Das Gefühl, „nicht richtig“ zu sein
In meiner Praxis erlebe ich oft, dass Menschen mit psychischen Problemen das Gefühl haben, mit ihnen stimme grundsätzlich etwas nicht. Sie halten sich für verrückt, gestört oder irgendwie falsch. Sie glauben, sie seien schwach, empfindlich oder nicht belastbar genug.
Bei körperlichen Krankheiten ist das anders: Wenn jemand eine langwierige körperliche Erkrankung hat, begegnet ihm meist Mitgefühl. Niemand stellt infrage, ob diese Person in Ordnung ist. Bei seelischem Leid hingegen schämen sich viele – und haben das Gefühl, sie seien nicht mehr „brauchbar“ für die Gesellschaft.
Gesellschaftlicher Druck und Unverständnis
Ein großes Problem ist nach wie vor die gesellschaftliche Haltung gegenüber psychischer Gesundheit. Viele Betroffene erleben Unverständnis, oft sogar im engsten Umfeld. Aussagen wie „Stell dich nicht so an“, „Mach das doch einfach“ oder „Warum ist das so schwierig?“ verletzen – auch wenn sie vielleicht nicht böse gemeint sind.

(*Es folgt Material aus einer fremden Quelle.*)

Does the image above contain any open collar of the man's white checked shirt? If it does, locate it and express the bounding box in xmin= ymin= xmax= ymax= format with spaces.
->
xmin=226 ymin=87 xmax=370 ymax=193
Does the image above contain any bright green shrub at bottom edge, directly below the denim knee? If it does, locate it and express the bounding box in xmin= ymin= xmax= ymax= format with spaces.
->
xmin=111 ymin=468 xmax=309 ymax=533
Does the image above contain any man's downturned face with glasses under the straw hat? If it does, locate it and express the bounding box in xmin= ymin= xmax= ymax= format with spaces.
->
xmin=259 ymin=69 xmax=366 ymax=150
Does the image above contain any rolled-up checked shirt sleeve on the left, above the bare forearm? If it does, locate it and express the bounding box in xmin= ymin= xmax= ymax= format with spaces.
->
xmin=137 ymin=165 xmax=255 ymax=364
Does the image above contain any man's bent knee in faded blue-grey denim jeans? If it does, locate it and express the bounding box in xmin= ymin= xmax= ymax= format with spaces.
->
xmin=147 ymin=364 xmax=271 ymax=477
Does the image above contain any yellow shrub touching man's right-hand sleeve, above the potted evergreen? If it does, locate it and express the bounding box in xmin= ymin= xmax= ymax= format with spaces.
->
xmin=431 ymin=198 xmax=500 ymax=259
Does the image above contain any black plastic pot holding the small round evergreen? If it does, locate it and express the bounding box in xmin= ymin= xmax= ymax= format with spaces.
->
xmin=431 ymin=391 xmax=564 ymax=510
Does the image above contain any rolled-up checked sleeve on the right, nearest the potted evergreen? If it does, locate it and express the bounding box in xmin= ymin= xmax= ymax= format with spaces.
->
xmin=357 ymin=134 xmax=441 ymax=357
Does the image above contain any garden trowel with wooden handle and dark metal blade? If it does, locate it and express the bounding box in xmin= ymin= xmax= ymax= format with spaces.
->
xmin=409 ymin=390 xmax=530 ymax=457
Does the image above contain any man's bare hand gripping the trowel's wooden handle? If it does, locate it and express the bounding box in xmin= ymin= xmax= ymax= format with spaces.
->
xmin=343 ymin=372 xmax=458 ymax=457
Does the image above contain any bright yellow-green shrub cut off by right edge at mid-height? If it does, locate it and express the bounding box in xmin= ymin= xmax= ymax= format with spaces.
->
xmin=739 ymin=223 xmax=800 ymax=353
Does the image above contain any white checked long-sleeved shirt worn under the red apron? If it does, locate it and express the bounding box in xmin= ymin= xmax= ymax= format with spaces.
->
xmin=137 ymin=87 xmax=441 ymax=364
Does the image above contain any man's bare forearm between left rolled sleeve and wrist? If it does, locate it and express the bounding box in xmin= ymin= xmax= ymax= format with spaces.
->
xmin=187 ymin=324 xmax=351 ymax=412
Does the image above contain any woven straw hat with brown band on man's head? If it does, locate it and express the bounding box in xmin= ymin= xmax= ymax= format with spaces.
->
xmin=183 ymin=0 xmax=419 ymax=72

Aber Menschen, die so etwas sagen, wissen oft nicht, wie es ist, auf der anderen Seite zu stehen. Sie kennen die Ängste, die Überforderung, das lähmende Gefühl von innen heraus nicht – und geben deshalb Ratschläge, die oft mehr schaden als helfen.

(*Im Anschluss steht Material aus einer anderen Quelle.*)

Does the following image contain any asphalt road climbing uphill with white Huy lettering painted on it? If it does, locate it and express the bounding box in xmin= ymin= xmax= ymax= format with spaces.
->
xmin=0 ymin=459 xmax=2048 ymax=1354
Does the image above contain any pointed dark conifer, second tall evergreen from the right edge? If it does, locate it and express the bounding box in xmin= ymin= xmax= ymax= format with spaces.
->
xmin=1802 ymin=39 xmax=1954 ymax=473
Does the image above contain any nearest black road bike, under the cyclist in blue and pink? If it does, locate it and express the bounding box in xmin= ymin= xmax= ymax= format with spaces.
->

Wenn Ratschläge zum Schlag werden
Ein Ratschlag kann – im wahrsten Sinne – auch ein Schlag sein. Denn er kommt aus der eigenen Perspektive: „Ich würde das so machen“. Aber was für den einen hilfreich scheint, kann für den anderen das Gegenteil bewirken.
Deshalb ist es so wichtig, jemanden zu finden, der neutral bleibt. Jemanden, der nicht wertet, sondern begleitet – und das meist besser kann als jemand aus dem engen persönlichen Umfeld. Dafür braucht es professionelle, geschulte Unterstützung.